Mon métier en télétravail - Émilie, Éducatrice spécialisée
Emilie Stercklen est éducatrice spécialisée au CMPRO Bellevue à Blaye les Mines (81). Maman de 4 enfants, et en télétravail elle relève le challenge de mener de front vie familiale et vie professionnelle. Témoignage.
Comment vous êtes-vous organisée ?
À vrai dire, mon organisation n’est pas encore tout à fait optimale !
En fait, les choses sont un peu plus compliquées lorsque quatre enfants se trouvent dans l'équipage ! Une grande famille de 6 avec des âges bien différents, un groupe hétérogène finalement (15, 14, 9 et 2 ans et demi).
Mon compagnon est auto entrepreneur et a restreint son activité professionnelle pour me soutenir. Une grosse étape « organisationnelle »...sur tous les points.
Le plus grand challenge est de parvenir à répartir les différents temps qui rythment nos journées : le temps consacré à l’école pour nos enfants, l’activité professionnelle de mon compagnon, mes missions professionnelles, les repas, le rangement, le ménage, les lessives, les imprévus…
Et essayer autant que possible de maintenir quelques loisirs et notamment les balades (dans notre grand jardin), mais pour cela nous manquons souvent de temps, hèlàs !

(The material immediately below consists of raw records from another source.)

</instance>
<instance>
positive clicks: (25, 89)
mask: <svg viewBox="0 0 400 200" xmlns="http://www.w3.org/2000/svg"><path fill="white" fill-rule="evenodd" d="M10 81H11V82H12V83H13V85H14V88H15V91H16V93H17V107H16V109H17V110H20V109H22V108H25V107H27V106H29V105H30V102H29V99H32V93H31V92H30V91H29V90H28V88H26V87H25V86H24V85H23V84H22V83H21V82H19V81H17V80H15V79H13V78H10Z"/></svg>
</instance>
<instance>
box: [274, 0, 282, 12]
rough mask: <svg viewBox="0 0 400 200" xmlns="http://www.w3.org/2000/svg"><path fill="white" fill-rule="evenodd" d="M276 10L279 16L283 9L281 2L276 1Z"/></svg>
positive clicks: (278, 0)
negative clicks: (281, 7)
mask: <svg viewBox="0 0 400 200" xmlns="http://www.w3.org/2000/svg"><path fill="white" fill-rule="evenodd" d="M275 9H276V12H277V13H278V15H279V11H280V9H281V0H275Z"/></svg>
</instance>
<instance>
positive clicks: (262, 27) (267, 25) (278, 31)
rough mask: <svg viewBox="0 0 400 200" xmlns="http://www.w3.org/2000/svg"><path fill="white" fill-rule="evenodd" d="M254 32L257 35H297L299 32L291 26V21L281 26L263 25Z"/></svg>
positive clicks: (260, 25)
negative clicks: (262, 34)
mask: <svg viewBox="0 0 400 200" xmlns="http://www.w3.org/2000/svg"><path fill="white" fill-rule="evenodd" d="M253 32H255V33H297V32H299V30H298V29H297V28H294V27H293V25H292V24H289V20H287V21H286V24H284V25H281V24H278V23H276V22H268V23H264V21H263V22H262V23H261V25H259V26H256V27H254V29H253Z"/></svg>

Nous avons fait le choix de limiter le plus possible l’activité professionnelle de mon compagnon pour que je puisse assurer mon travail correctement. Nous essayons de trouver un équilibre en se répartissant les tâches, il reste, le plus présent auprès de nos enfants. Néanmoins, pour les enfants, il est difficile de comprendre que maman est à la maison physiquement, mais son esprit et ses actions sont consacrés à son travail.

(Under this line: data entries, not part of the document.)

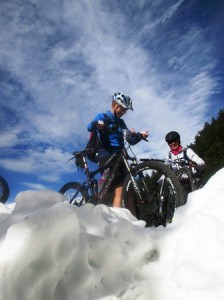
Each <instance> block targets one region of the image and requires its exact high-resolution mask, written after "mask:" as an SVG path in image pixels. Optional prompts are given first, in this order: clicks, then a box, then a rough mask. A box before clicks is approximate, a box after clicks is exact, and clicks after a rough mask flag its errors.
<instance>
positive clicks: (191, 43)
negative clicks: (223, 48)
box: [0, 0, 217, 178]
mask: <svg viewBox="0 0 224 300" xmlns="http://www.w3.org/2000/svg"><path fill="white" fill-rule="evenodd" d="M183 3H184V1H183V0H180V1H168V2H167V1H162V0H161V1H158V2H157V3H153V2H152V3H150V4H149V3H148V1H138V3H136V1H135V2H132V1H128V3H127V2H125V6H124V7H122V4H121V3H120V2H117V1H113V2H108V1H103V0H102V1H79V0H74V1H51V0H49V1H47V2H44V3H43V2H38V1H30V2H29V1H26V2H25V1H23V0H21V1H19V2H15V1H12V0H8V1H4V3H2V4H1V15H0V21H1V24H2V25H3V26H1V27H0V42H1V48H0V57H1V63H0V75H1V78H2V80H1V82H0V87H1V95H0V96H1V105H2V108H3V110H4V116H7V117H5V118H4V119H2V122H1V121H0V122H1V127H2V128H4V129H3V131H2V134H1V137H2V139H1V141H0V143H1V148H2V149H3V150H2V151H3V152H2V153H4V157H3V158H2V159H1V161H0V163H1V165H2V166H3V167H5V168H8V169H10V170H15V171H20V172H36V171H38V174H39V176H40V177H42V178H43V177H44V176H46V177H48V175H49V176H50V173H51V174H52V173H55V174H56V177H57V176H60V175H59V174H60V172H65V171H66V170H65V166H62V160H63V159H62V156H63V152H65V153H67V154H66V155H68V153H69V152H71V151H72V150H75V149H79V148H81V147H84V145H85V143H86V140H87V138H88V133H87V131H86V126H87V123H88V122H90V121H91V119H92V118H93V117H94V116H95V115H96V114H97V113H98V112H101V111H104V110H106V109H109V107H110V99H111V96H112V94H113V93H114V92H115V91H123V92H126V93H128V94H130V96H131V97H132V98H133V102H134V113H131V112H130V113H129V112H128V114H127V116H126V117H125V120H126V122H127V124H128V126H130V127H134V128H136V130H142V129H148V130H149V131H150V134H151V137H150V143H149V144H147V146H146V144H144V143H142V144H141V145H140V144H139V146H137V147H136V151H137V152H138V153H141V152H147V155H160V156H164V154H165V153H166V151H167V149H166V145H165V143H164V135H165V134H166V132H167V131H169V130H173V129H176V130H178V131H180V133H181V134H182V135H183V139H182V140H183V141H184V142H185V143H190V142H192V141H193V138H194V136H195V135H196V133H197V132H198V130H200V129H201V127H202V125H203V123H204V120H205V116H206V114H207V112H208V109H209V102H208V101H209V98H210V96H211V95H212V94H213V93H214V91H215V89H216V88H217V81H216V78H215V77H214V76H213V75H212V70H213V69H214V68H215V66H216V63H217V62H216V60H215V59H214V57H213V52H212V51H213V44H212V43H211V42H209V41H208V40H206V39H205V38H204V36H203V34H204V32H203V30H202V29H200V28H198V27H196V26H195V25H192V26H191V27H189V28H188V29H186V28H185V30H184V32H183V31H182V30H181V28H178V27H177V26H175V25H176V24H175V23H174V21H175V17H176V16H177V15H178V13H179V9H181V7H182V5H183ZM127 7H129V8H128V9H125V8H127ZM165 8H166V9H165ZM160 11H162V12H163V13H162V15H161V16H160ZM133 19H134V22H133V21H132V20H133ZM183 26H184V25H183ZM5 28H7V30H5ZM166 28H167V29H166ZM12 115H13V118H12V117H10V116H12ZM6 119H7V120H8V124H7V125H6V124H5V123H6ZM3 120H4V122H3ZM189 124H190V126H189ZM21 145H23V148H24V149H23V151H20V152H19V154H20V156H21V157H20V160H19V161H18V160H16V159H14V158H13V157H11V156H10V157H9V156H8V155H7V152H8V153H11V152H10V151H8V149H9V147H16V146H19V147H20V148H21ZM4 149H5V151H4ZM52 149H54V150H52ZM66 167H67V166H66ZM57 168H58V169H60V171H58V172H57V171H56V169H57ZM46 170H49V171H48V172H47V171H46ZM52 171H53V172H52ZM67 171H68V170H67ZM46 177H45V178H46ZM48 178H49V177H48Z"/></svg>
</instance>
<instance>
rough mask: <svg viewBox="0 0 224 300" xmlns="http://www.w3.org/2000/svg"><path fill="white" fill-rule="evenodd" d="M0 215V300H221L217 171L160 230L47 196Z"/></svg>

La première semaine a été la plus compliquée en terme d'organisation. La mise en place du télétravail et l'appropriation des différents outils m'a pris du temps. L'organisation des différentes actions sur la journée et l'anticipation de la semaine sont des travaux fastidieux.

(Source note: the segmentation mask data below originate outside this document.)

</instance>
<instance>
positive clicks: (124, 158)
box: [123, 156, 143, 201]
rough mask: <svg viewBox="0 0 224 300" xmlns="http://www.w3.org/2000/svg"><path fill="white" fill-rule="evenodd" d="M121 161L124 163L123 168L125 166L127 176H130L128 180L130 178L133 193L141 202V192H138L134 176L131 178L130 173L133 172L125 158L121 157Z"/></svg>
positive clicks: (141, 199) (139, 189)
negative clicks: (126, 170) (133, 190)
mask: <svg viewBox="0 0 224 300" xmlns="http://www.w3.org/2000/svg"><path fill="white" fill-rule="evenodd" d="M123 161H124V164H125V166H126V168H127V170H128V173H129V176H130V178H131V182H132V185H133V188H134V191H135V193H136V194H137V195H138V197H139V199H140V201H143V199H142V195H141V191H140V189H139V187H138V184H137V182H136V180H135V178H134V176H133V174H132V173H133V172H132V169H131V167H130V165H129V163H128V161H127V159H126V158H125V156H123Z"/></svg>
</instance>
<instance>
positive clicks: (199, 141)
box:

On peut rapidement se sentir submergée. L'écriture de nos missions représente également un exercice qui nous demande de la précision et du temps.
Aujourd’hui, cloisonner ma vie familiale et ma vie professionnelle est clairement impossible malgré tous les aménagements réalisés et le fait que je dispose d’un espace de travail bien défini. Je suis relativement et souvent sollicité par l’un ou l’autre.
Au final, on se trouve dans une situation, à mon sens, un peu paradoxale : le confinement nous offre plus de temps mais le télétravail nous en demande plus. Cependant, grâce à la disponibilité de mon compagnon et l'entraide de mes collègues je parviens à planifier mes objectifs en priorisant les besoins des jeunes.
Comment gardez-vous le lien avec votre hiérarchie, vos collègues, les personnes accompagnées, les familles ?
J’ai la possibilité de contacter facilement ma hiérarchie par téléphone ou par mail.
Ils se rendent disponibles et répondent rapidement. Je suis régulièrement en lien téléphonique avec mon chef de service qui organise des réunions d’équipe en téléconférence. L’équipe de direction se montre également très disponible, nous bénéficions d'un réel soutien et face à ce paradoxe d’isolement nous sommes pas seuls et bien entourés.
J'entretien aussi un lien téléphonique régulier avec les jeunes que j'accompagne et leur famille. Afin d’anticiper au mieux les actions à réaliser, avec mon binôme de travail, nous établissons un planning à chaque fin de semaine. De cette manière, nous maintenons une dynamique de travail essentielle à la situation. J’ai la chance de faire partie d’une équipe formidable autant sur le plan humain que professionnel.
Notre organisation de travail et l’accompagnement bienveillant de notre chef de service nous facilite la lisibilité sur les situations de travail. Les outils que nous utilisons aujourd’hui, favorisent nos échanges. Face à cela deux difficultés s’en dégagent : l'une étant de ne pas les maîtriser et l'autre réside dans le fait d’utiliser nos outils personnels (ordinateur, téléphone...).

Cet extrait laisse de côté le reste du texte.